On average, the first appearance of cold seep mollusk genera in the geological record is a full epoch earlier than that of marine mollusks in general, according to Steffen Kiel and Crispin Little of the University of Leeds.
These findings indicate that the long evolutionary history of the seep mollusks is more similar to that of other deep-sea animals than to some of their mollusk contemporaries from other parts of the oceans.
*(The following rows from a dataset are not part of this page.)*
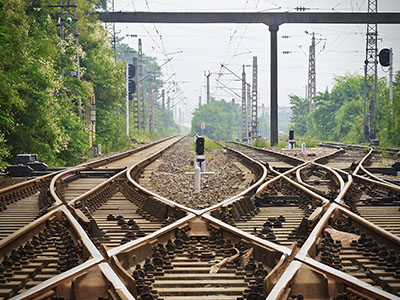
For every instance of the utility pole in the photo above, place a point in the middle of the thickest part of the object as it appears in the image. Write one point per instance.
(110, 27)
(69, 22)
(127, 99)
(370, 74)
(208, 87)
(248, 86)
(254, 95)
(140, 87)
(136, 114)
(163, 99)
(151, 106)
(312, 82)
(245, 134)
(391, 76)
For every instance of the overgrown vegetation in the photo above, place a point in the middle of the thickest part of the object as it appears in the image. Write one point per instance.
(338, 115)
(222, 120)
(259, 143)
(39, 108)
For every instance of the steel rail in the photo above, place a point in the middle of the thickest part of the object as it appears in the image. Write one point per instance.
(380, 183)
(25, 183)
(101, 161)
(57, 279)
(374, 177)
(140, 241)
(115, 281)
(362, 161)
(271, 19)
(150, 193)
(283, 282)
(243, 193)
(349, 279)
(275, 153)
(247, 236)
(7, 243)
(55, 179)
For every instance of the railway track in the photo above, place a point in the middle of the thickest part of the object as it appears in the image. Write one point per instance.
(319, 229)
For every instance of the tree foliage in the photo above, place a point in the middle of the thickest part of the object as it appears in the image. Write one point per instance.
(40, 109)
(222, 120)
(338, 114)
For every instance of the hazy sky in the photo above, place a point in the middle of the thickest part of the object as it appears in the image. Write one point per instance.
(197, 48)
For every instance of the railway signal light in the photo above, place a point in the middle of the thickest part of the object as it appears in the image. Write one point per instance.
(131, 81)
(384, 57)
(131, 89)
(68, 21)
(131, 71)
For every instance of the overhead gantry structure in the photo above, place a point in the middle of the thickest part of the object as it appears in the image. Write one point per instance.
(272, 20)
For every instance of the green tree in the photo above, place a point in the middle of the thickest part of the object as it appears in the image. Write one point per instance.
(222, 120)
(300, 110)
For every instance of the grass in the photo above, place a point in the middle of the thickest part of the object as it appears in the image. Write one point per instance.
(211, 145)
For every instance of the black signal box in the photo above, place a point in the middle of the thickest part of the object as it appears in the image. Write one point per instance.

Cold seeps may have been--and continue to be--safe harbors for the mollusks, protecting them from mass extinctions and possible abrupt oxygen changes in the seas, the researchers found. However, many deep-sea species outside of the cold seeps have also managed to ride out these changes.
"The shallow water environment is much more challenging, subject to changes in sea levels, extinction events, pollution, sediment runoff--all sorts of factors which don't affect animals in the deep sea," Little explained.
This makes it difficult to tell whether seep mollusks owe their long evolutionary history to their unique home environment or to their status as deep-sea creatures, he noted.
Cold seeps are places where fluids rich in hydrogen sulfide and methane leak up through the ocean floor, creating a unique chemical environment where hardy bacteria process the sulfide and methane. Seep fluids are about the same temperature as surrounding waters, but similar chemically challenging environments exist at hydrothermal vents, fissures in the ocean floor where water is superheated by magma lurking just below the crust.